Lightspeed Geometric Dataset Distance via Sliced Optimal Transport¶

Conference: ICML2025
arXiv: 2501.18901
Code: hainn2803/s-OTDD
Area: Optimal Transport / Dataset Distance
Keywords: Sliced Optimal Transport, Dataset Distance, Moment Transform Projection, Wasserstein Distance, Transfer Learning

TL;DR¶

Proposes s-OTDD (sliced optimal transport dataset distance), which maps label distributions to scalars via Moment Transform Projection (MTP) to achieve near-linear complexity dataset distance computation, running significantly faster than OTDD while achieving comparable performance.

Background & Motivation¶

Dataset distance metrics are crucial in tasks such as transfer learning, domain adaptation, and data augmentation. Among existing methods, OTDD (Optimal Transport Dataset Distance) is based on a hierarchical optimal transport framework, which first computes label distances via an inner OT and then computes dataset distances via an outer OT. Although it possesses favorable theoretical properties, it suffers from high computational complexity:

OTDD (Exact): time complexity \(\mathcal{O}(n^3 \log n + c^2(n_{\max}^3 \log n_{\max} + d))\), space \(\mathcal{O}(n^2 + c^2)\)
WTE (Wasserstein Task Embedding): requires MDS + Wasserstein embedding, is computationally expensive, and is not a valid metric
CHSW: requires embedding labels using MDS beforehand, still maintaining a quadratic dependence on the number of classes

Limitations of Prior Work: When the dataset size \(n > 30000\) or the feature dimension \(d\) is high, the aforementioned methods crash due to memory limits. The authors aim to design a training-free, embedding-free dataset distance that achieves near-linear computational complexity without depending on the number of classes.

Method¶

Mechanism: Projecting data points to one dimension¶

The key challenge of s-OTDD lies in: a data point \((x, y)\) contains features \(x\) and a label \(y\), where the label is represented as a conditional distribution \(q_y(X) = q(X|Y=y)\) over the feature space. How can a "distribution" be projected into a scalar?

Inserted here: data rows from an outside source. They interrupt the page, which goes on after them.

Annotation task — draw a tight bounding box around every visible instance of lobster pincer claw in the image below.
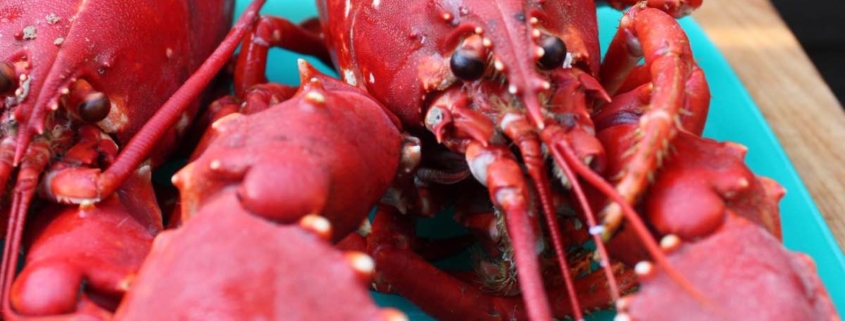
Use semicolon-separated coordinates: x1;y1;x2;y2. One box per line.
617;216;840;321
113;191;405;321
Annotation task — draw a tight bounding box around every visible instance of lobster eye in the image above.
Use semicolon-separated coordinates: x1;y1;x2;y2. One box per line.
450;49;486;81
538;36;567;70
0;62;15;93
78;92;111;123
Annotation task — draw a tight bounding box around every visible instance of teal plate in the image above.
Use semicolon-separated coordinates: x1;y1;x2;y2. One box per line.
234;1;845;319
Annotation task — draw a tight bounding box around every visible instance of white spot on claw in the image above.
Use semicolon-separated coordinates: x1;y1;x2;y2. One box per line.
305;91;326;104
46;13;60;24
300;214;332;238
635;261;654;276
22;26;36;40
372;0;380;9
346;252;375;274
660;234;681;251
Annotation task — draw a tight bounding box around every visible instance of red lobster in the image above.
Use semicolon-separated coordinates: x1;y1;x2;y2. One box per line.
0;0;269;318
218;0;712;319
226;0;839;320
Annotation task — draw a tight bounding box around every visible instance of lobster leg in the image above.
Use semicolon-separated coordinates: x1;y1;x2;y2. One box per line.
605;64;710;136
234;15;332;95
597;5;711;237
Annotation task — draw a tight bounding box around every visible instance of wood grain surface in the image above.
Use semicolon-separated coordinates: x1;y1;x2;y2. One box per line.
693;0;845;251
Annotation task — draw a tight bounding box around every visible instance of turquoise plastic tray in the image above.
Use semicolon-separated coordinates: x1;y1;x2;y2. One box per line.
234;1;845;319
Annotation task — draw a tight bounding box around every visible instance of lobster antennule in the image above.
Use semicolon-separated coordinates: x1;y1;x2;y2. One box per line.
500;112;588;320
545;135;712;306
41;0;267;204
1;140;52;317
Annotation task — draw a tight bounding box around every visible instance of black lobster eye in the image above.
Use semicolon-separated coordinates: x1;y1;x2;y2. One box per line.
78;92;111;122
450;49;486;81
538;36;568;70
0;62;15;93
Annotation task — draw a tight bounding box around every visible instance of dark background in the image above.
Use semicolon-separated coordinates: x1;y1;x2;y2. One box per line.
771;0;845;104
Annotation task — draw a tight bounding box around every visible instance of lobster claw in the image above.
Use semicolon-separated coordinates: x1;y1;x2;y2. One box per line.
618;216;839;321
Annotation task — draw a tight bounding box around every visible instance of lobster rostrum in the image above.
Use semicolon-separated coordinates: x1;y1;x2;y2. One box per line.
0;0;274;318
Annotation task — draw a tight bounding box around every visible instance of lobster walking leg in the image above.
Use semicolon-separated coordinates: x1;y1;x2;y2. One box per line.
597;5;712;238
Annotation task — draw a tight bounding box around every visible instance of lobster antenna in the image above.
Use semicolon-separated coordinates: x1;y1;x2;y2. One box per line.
551;140;710;304
503;118;586;320
92;0;267;200
551;148;621;301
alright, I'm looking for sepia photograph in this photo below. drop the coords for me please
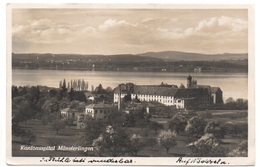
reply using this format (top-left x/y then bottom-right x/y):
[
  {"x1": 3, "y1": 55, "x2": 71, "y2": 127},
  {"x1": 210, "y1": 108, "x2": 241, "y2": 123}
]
[{"x1": 6, "y1": 3, "x2": 255, "y2": 165}]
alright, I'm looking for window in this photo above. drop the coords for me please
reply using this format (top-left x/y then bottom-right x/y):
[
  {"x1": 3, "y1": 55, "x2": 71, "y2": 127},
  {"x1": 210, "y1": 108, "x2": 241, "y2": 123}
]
[{"x1": 100, "y1": 110, "x2": 102, "y2": 113}]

1. Moment Transform Projection (MTP)¶

MTP is the core innovation of this work, mapping the label distribution \(q_y\) to a scalar in two steps:

Step 1 — Feature Projection: Uses a projection function \(\mathcal{FP}_\theta: \mathcal{X} \to \mathbb{R}\) (such as the Radon transform \(\theta^\top x\)) to project the high-dimensional distribution onto one dimension.

Step 2 — Scaled Moment: Computes the \(\lambda\)-th order scaled moment of the one-dimensional projected distribution:

\[\mathcal{SM}_\lambda(\mu) = \int_{\mathbb{R}} \frac{x^\lambda}{\lambda!} f_\mu(x) dx\]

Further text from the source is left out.